Last December, extra cases of wine were found in the stockroom during an audit at the New Hampshire Liquor and Wine Outlet in Portsmouth. The wine had no invoice or paperwork, and days later it was gone, with no indication of where it went.
Attorney General Michael Delaney said in a report Wednesday that no wine ever went missing from the store. He said state Liquor Commission employees misinterpreted a spreadsheet created during the store’s move from one location to another.
Delaney said commission employees interpreted the spreadsheet as an inventory of excess wine in the store.
“However, that spreadsheet was not a documentation of actual wine on the premises,” Delaney wrote. “It was an itemization of sales tags that had no direct correlation to wine actually in the store.”
Delaney said misunderstandings about the spreadsheet were reported up to leadership at the Liquor Commission and led to concerns that excess wine was first present in the store and then subsequently disappeared.
“A careful review of Liquor Commission inventory records dispels this misunderstanding and does not reveal any unaccounted-for wine ever present at the store in the first place,” the report said. “Accordingly, there is no evidence that any criminal conduct occurred” during the store move.
After the wine went missing, the commission and Gov. John Lynch asked the attorney general’s office to investigate. The commission said it was dissatisfied with earlier investigations by its Enforcement Bureau and the Rockingham County attorney’s office.
Lynch said Wednesday he was satisfied the incident was an isolated event and not a systemic problem at the commission.

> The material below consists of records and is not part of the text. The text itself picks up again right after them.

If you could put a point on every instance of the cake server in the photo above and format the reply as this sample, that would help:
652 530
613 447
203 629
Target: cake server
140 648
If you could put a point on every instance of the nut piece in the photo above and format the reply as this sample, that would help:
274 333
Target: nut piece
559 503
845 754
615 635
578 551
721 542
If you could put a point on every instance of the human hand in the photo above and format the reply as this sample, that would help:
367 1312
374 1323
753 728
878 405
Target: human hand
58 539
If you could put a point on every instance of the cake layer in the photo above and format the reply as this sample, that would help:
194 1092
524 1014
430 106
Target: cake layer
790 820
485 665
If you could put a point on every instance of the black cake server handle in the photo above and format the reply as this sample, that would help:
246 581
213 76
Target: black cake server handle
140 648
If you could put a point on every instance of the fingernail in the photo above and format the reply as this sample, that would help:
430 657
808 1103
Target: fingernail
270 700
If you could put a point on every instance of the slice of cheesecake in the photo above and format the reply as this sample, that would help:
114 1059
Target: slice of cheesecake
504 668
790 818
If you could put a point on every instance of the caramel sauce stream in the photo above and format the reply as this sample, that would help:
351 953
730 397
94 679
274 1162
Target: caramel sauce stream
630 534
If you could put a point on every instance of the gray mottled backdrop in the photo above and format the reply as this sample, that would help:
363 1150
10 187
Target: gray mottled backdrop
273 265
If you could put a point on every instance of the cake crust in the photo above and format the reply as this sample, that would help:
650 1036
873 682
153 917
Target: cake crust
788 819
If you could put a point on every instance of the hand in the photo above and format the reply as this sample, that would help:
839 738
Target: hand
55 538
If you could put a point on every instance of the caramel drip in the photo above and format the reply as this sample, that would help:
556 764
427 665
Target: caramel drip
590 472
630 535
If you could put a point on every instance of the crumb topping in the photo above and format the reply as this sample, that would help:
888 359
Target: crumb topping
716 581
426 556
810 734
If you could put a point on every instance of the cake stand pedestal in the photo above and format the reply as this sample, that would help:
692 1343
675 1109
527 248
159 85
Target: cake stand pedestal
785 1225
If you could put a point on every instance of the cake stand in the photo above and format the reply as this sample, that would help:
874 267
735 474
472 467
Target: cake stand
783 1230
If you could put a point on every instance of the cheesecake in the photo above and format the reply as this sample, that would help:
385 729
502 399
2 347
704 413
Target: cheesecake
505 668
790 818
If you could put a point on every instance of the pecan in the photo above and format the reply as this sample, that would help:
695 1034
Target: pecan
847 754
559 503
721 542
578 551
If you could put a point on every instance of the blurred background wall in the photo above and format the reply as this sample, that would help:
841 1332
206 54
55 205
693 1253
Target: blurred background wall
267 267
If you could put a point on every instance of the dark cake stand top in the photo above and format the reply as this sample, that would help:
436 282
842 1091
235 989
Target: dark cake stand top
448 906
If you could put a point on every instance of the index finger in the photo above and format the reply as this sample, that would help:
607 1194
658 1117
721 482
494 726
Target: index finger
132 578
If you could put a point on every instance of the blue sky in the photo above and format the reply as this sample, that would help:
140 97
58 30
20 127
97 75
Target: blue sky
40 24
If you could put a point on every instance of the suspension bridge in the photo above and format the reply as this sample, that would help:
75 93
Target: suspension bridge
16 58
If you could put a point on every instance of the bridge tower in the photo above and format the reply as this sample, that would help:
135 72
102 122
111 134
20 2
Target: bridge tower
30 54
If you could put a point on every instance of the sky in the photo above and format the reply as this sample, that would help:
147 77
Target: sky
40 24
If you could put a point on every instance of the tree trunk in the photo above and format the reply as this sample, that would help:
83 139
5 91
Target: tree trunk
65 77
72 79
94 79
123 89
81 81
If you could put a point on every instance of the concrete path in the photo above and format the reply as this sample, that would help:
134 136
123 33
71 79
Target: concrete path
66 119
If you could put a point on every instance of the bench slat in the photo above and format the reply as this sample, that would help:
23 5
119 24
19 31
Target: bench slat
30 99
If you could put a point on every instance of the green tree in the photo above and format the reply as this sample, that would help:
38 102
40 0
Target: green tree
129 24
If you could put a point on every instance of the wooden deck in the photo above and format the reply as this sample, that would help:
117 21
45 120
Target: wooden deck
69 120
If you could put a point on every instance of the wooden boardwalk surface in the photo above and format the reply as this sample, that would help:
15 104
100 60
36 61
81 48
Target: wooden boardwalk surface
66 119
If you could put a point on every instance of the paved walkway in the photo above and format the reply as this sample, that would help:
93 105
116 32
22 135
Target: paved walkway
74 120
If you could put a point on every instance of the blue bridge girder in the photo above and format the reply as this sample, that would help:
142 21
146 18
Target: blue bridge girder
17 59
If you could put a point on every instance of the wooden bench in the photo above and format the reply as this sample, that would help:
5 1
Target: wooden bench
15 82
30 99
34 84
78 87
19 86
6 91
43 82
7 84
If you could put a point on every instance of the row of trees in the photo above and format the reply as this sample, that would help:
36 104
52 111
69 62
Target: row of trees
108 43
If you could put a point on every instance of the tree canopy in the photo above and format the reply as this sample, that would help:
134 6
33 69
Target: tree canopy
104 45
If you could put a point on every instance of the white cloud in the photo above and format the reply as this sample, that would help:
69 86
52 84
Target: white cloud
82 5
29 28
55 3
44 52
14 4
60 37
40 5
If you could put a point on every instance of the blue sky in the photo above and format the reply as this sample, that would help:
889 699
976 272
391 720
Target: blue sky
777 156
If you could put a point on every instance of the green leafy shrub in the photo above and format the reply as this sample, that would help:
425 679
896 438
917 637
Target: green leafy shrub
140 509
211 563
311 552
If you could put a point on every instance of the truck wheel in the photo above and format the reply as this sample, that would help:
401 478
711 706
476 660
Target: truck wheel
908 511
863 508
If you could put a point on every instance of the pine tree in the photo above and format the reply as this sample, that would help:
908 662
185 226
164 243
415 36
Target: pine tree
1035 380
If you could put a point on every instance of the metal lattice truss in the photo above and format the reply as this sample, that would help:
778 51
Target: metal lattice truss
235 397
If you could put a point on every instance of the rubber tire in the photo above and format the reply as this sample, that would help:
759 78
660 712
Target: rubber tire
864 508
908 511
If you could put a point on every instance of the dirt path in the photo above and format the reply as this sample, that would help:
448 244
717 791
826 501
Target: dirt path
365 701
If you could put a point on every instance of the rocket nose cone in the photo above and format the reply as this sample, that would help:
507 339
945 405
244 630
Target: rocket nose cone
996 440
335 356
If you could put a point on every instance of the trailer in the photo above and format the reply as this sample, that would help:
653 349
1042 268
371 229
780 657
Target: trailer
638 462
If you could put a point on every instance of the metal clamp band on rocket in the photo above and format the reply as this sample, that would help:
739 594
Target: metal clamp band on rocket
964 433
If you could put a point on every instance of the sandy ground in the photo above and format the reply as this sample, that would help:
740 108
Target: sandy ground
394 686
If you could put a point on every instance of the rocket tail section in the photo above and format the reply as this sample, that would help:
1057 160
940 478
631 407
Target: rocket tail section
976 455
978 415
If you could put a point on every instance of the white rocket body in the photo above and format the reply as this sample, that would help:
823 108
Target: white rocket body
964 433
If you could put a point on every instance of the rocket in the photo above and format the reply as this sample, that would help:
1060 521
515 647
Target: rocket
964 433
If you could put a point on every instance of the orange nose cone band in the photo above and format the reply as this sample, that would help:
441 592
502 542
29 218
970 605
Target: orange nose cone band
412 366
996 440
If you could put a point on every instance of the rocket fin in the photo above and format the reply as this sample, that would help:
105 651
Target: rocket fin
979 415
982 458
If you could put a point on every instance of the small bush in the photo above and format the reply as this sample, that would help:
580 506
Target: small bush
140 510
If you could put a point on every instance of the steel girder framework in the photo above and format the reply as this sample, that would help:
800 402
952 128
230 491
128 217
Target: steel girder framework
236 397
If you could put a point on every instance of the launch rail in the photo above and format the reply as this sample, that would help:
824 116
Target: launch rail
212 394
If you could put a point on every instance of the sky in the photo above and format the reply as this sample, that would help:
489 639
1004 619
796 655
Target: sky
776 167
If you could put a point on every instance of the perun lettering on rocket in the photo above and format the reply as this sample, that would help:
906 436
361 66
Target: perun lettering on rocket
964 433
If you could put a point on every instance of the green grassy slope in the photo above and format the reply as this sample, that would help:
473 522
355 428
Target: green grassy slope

The attorney general’s report also disputed the actual number of cases of wine found — at one point it was reported as 300 — and their value. It said in the end, the confusion was a result of two separate issues: a “significant amount” of excess wine that was tracked through inventory, but was not planned for the “new set” of wine products to be listed in the new store, and “erroneously sorted” sales tags believed to represent products that were physically present in the store. The issues were “merged” during the store move.
The report said there were actually 2,254 bottles of wine not included in the new set that were initially in shopping carts and on backroom shelves. They were whittled down to about 100 to 200 bottles by the end of the move. The wine was either sold, transferred out of the store, or stayed in the backroom.